# Lug-sole vs felt-sole waders



## pymybob

Wondering what the overall group thoughts were regarding these two types of waders and the river types - Chagrin, Rocky, Grand, Conneaut, Steelhead Alley, etc - and what is the more versatile sole for waders on these rivers.

I currently use a lug-sole and they are fine but I may get a new pair soon and I always wondered if one was better than another for fishing our rivers.


----------



## Wannabitawerm

If you have to navigate moddy ground to get to your hole, forget the felt soles. You have no traction until you get in the water. I don't think the slight added traction on the rocks is worth the loss of footing on the way there.


----------



## BigDaddy300

For traction on the stream bottom the felt is better. Wanna is right though. They are not really worth it. Forget about trying to climb up a muddy or snowy bank. Used to use them and when it became time to replace it was a real pain. Get the lug soles and get a pair of Korkers for really slipperry bottoms. This is what I do. Most spots I fish are good with the lugs but I slip on the Korkers when I go to slick spots, unfamiliar spots, or when the ice is around. Hope this helps and good luck.


----------



## steelheader007

...I have had them all.... now I have Simms Guide Boots with 5-10 rubber and carbide studds! If you gonna fall an slip depending on the water conditions your not going to stop your self not matter what you have on your feet period "you have to know your limits when wading, I'm a very agressive wader, and I take my chances (stupid I know, but I know the limits of my equipment)! Lug soles are a waiste of money! I fish all over for those andronomous "sp" fish, and carbide studds have treated me well, and better than just lug soles "rubber", and my friends with felt. The more current your in the better traction you will need...


----------



## Steel Cranium

Depends on the river, or section of the river. There are a few areas in the Rocky where I wouldn't use anything but felt. Rubber is preferred in snow or heavy mud. My rubber soles have studs.

Felt should not be used when snow is on the ground, it sticks to the wet felt, then freezes. The only exception would be where you are fishing a spot close to the car, where you won't walk thru much snow to get to the river.


----------



## Tusc.RiverRafter05

Definitely go with the felt soles. If you buy Chotas, you can get felt soles with small metal spikes that will grip anything, including mud and snow. I used to have rubber-sole neoprene waders and I would slip all over the place. Then I bought some breathables waders and bought separate boots with felt soles and metal spikes. I mostly fish the shale bottom streams like parts of the Rocky, all of the chargin, and most of conneaut creek. 

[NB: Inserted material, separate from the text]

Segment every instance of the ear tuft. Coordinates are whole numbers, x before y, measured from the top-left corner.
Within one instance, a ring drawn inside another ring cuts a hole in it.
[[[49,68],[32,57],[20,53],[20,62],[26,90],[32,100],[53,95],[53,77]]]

I fish with guys who use rubber soles and I have had to save them many times when crossing the stream on shale. The water will push you and there is no way to get your footing again. If you fish in the winter like me, this is a REAL BIG problem. The felt soles stick to shale like glue and the metal spikes stick to mud and snow.


----------



## Rainbow

I don't like lug soles. I've been in some slippery spots that were like waking on ice - if the water were higher than my knees I'd have been swimming.

Felt on the other hand has a problem with snow in particular. It builds up on the bottom and you frequently have to knock it off just to walk. But if you step into the water, problem solved.

If you don't want to pay for and haul around a pair of Korkers - put (short) screws into the felt soles. It works great! Just like studded tires. Just make sure the screws are shorter than the felt. Doesn't matter much if they penetrate the sole a bit - if you're not using boot-foot waders - and the screws don't go 'into' the boot. Snow is still a problem, but they work great on slippery bottoms and rocky areas.


----------



## Shortdrift

Forget the boot foot waders. Get a pair of stocking foot waders and a pair of Korker Wading Shoes that have the interchangeable soles. I use the studed rubber sole 90% of the time. The shoes are also a lot lighter in weight.


----------



## pymybob

So, it seems that rubber sole with studs or felt soles with studs are the way to go. I am looking to get a lightweight pair of waders and I guess I could use a new pair of neoprene as well. If I were to go with a wading boot, can anyone suggest another type other than Korkers or Chota's? Does Cabela or Gander Mountain make a good wading boot?


----------



## zoofishin

I prefer felt especially in the Rock and the Conn. I own both and have fished both , use the felt boots 80% of the time .Only drawback is the snow that will clump in between the heel and the forefoot , makes for an uncomfortable walk . This goes away soon as you're in the water . Good luck to all............hope to see ya on the Rock!!!!!


----------